I was motivated to apply for the Mt. Adams Institute Public Lands Stewards program after seeing that they had a position available in the Methow Valley Ranger District of the Okanogan- Wenatchee National Forest. I was specifically looking for work in this area because I had previously completed half a season on the Methow district as a National Visitor Use Monitoring Program intern in 2015. For two years I bounced around different parts of the Pacific Northwest but returned home to Maryland for little less than a year. I quickly realized once in Maryland that the Pacific Northwest is where I belong and yearned to return to where I was happiest.
The Public Lands Stewards program provides me the opportunity to work directly with the Forest Service to manage wilderness resources and recreation opportunities within one of the largest National Forests in the country. I’ve known that I had wanted to work in the public sector to manage natural resources for many many years and I’m so excited to finally have this opportunity. My hope is that this will lead me into a position working for the Forest Service.
In the past month and a half I have gotten more valuable training and experience than I could have anticipated.
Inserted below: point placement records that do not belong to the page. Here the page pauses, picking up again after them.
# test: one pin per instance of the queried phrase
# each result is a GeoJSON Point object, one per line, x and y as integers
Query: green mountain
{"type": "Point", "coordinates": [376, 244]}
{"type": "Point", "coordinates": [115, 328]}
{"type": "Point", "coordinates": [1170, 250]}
I knew there was some light talk of maybe working with horses but I had no idea I would spend a week in horsemanship training learning to effectively ride and control a horse in preparation to lead a line of packed mules down a wilderness trail. I’ve also learned how to pack a mule and do fairly complex leather working in order to make repairs to saddles.
Next week I head out on my first 8 day wilderness patrol where I will be backpacking through parts of an old wildfire burn, up a 7,500 foot mountain and into one of the most remote valleys of the Pasayten wilderness. While backpacking I’ll be making contact with visitors to ensure they are following Leave No Trace principals, maintaining back country camping sites and completing some trail maintenance.
When I haven’t been working I’ve been camping, hiking, snowshoeing and photographing various different spots on other districts throughout the forest.